Document doc = docBuilder.parse
(new PrependInputStream(bis,
"<?xml version='1.0' encoding='"+charset+"' ?>\r\n"));
(please allow me not to put my whole source this time: I’m preparing an assignment for students).
Some strace analysis revealed that the program stalls when contacting w3.org:
send(8, "GET /TR/xhtml1/DTD/xhtml1-transitional.dtd HTTP/1.1\r\nUser-Agent: Java/1.6.0_17\r\nHost: www.w3.org\r\nAccept:
text/html, image/gif, image/jpeg, *; q=.2, */*; q=.2\r\nConnection: keep-alive\r\n\r\n", 186, 0)
recv(8, ...
As I don’t worry too much about the HTML content to be valid (well-formed should be enough), I tried docBuilderFactory.setValidating(false) but that doesn’t seem to prevent online retrieval of the DTD.

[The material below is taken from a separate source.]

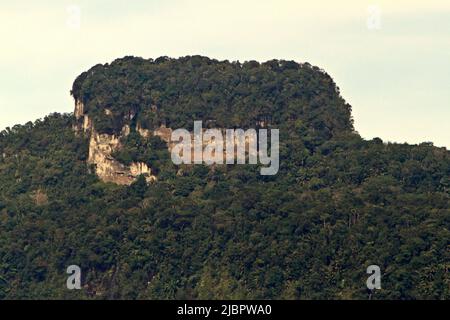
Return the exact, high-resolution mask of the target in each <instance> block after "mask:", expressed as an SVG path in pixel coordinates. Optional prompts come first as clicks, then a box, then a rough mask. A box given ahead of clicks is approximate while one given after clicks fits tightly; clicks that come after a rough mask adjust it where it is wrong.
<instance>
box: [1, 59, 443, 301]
mask: <svg viewBox="0 0 450 320" xmlns="http://www.w3.org/2000/svg"><path fill="white" fill-rule="evenodd" d="M72 94H73V96H74V97H75V99H77V100H78V101H82V102H83V104H84V105H85V112H86V113H87V114H89V116H91V117H92V119H93V123H94V126H95V128H96V130H98V131H99V132H104V133H118V132H120V130H121V129H122V127H123V126H124V125H125V124H128V125H130V126H131V127H132V128H135V127H136V125H137V124H139V125H140V126H141V127H143V128H147V129H154V128H156V127H158V126H159V125H161V124H165V125H166V126H167V127H171V128H179V127H185V128H189V126H192V125H193V120H205V121H209V123H211V125H212V126H217V127H224V128H233V127H254V126H255V125H257V124H259V123H261V122H264V123H265V126H267V127H272V128H279V129H280V145H281V146H280V171H279V172H278V174H277V175H275V176H261V175H260V174H259V170H258V168H257V167H255V166H245V165H228V166H226V165H222V166H214V167H207V166H202V165H194V166H181V167H177V166H175V165H173V164H172V163H171V161H170V154H169V152H168V151H167V149H166V148H165V145H164V142H162V141H161V140H159V139H158V138H156V137H151V138H143V137H141V136H140V135H138V134H136V132H135V131H134V129H133V130H132V133H131V134H130V135H129V136H128V137H126V138H124V139H123V140H124V141H123V143H124V148H123V150H121V151H119V152H118V153H117V154H115V157H116V158H117V159H118V160H119V161H121V162H123V163H125V164H127V163H130V162H131V161H133V160H136V159H137V160H139V161H145V162H147V163H148V164H150V165H151V166H152V167H155V168H157V177H158V180H157V181H156V182H153V183H151V184H147V183H146V181H145V179H144V177H140V178H138V179H137V181H136V182H135V183H133V184H132V185H131V186H118V185H115V184H111V183H104V182H101V181H100V180H99V179H98V178H97V177H96V176H95V174H93V173H92V172H93V170H92V168H91V167H89V166H88V165H87V164H86V159H87V155H88V138H89V137H88V136H87V135H83V134H75V133H74V131H73V129H72V126H73V124H74V122H75V118H74V117H73V115H72V114H52V115H49V116H47V117H46V118H44V119H41V120H37V121H36V122H34V123H31V122H30V123H27V124H25V125H17V126H14V127H13V128H7V129H6V130H4V131H3V132H1V134H0V298H2V299H25V298H26V299H36V298H50V299H53V298H64V299H76V298H83V299H182V298H183V299H218V298H226V299H236V298H245V299H251V298H255V299H275V298H277V299H367V298H368V297H369V296H370V297H371V298H374V299H449V298H450V272H449V268H450V250H449V248H450V247H449V246H450V242H449V239H450V230H449V226H450V152H449V151H448V150H446V149H445V148H437V147H434V146H433V145H432V144H431V143H423V144H420V145H407V144H394V143H384V142H383V141H381V140H380V139H378V138H376V139H373V140H370V141H367V140H364V139H362V138H361V137H360V136H359V135H358V133H357V132H355V130H354V129H353V123H352V120H351V108H350V106H349V105H348V104H347V103H346V102H345V101H344V100H343V98H342V97H341V96H340V94H339V89H338V88H337V87H336V85H335V84H334V82H333V80H332V79H331V77H330V76H329V75H327V74H326V73H325V72H324V71H322V70H320V69H318V68H316V67H312V66H311V65H309V64H297V63H295V62H290V61H278V60H273V61H269V62H266V63H263V64H260V63H258V62H255V61H251V62H246V63H242V64H241V63H238V62H233V63H230V62H228V61H216V60H211V59H208V58H205V57H198V56H194V57H185V58H180V59H170V58H166V57H162V58H158V59H156V60H144V59H141V58H133V57H126V58H124V59H119V60H116V61H114V62H113V63H111V64H107V65H98V66H95V67H93V68H92V69H90V70H89V71H87V72H85V73H83V74H82V75H80V76H79V77H78V78H77V79H76V81H75V83H74V86H73V90H72ZM105 109H107V110H109V111H110V112H105ZM70 265H79V266H80V267H81V269H82V272H83V273H82V275H83V277H82V285H83V287H82V290H73V291H70V290H68V289H67V288H66V279H67V277H68V275H67V274H66V269H67V267H68V266H70ZM369 265H378V266H380V268H381V272H382V289H381V290H376V291H374V292H370V291H368V289H367V288H366V279H367V277H368V276H369V275H368V274H366V268H367V267H368V266H369Z"/></svg>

Trying to set manually a schema with ” (that was not a good idea)docBuilderFactory.setSchema() using the same dtd file retrieved manually results in a “org.xml.sax.SAXParseException: The markup in the document preceding the root element must be well-formed.
Where am I over-complicating things?
(the XML backend seems to be com.sun.org.apache.xerces.internal.impl.xs.XMLSchemaLoader.loadSchema, as far as I can tell from stack traces — if that’s of any use).
HTML dtd’s are huge, using includes. And you are right, they take forever. Use an XML catalog. There one can store the dtds locally and map them by their system ID.
If you use a tool, like maven, you will find sufficient pointers.
The advantage i.o. intercepting entities as the answer linked by @sylvainulg suggests, is that you receive the correct characters.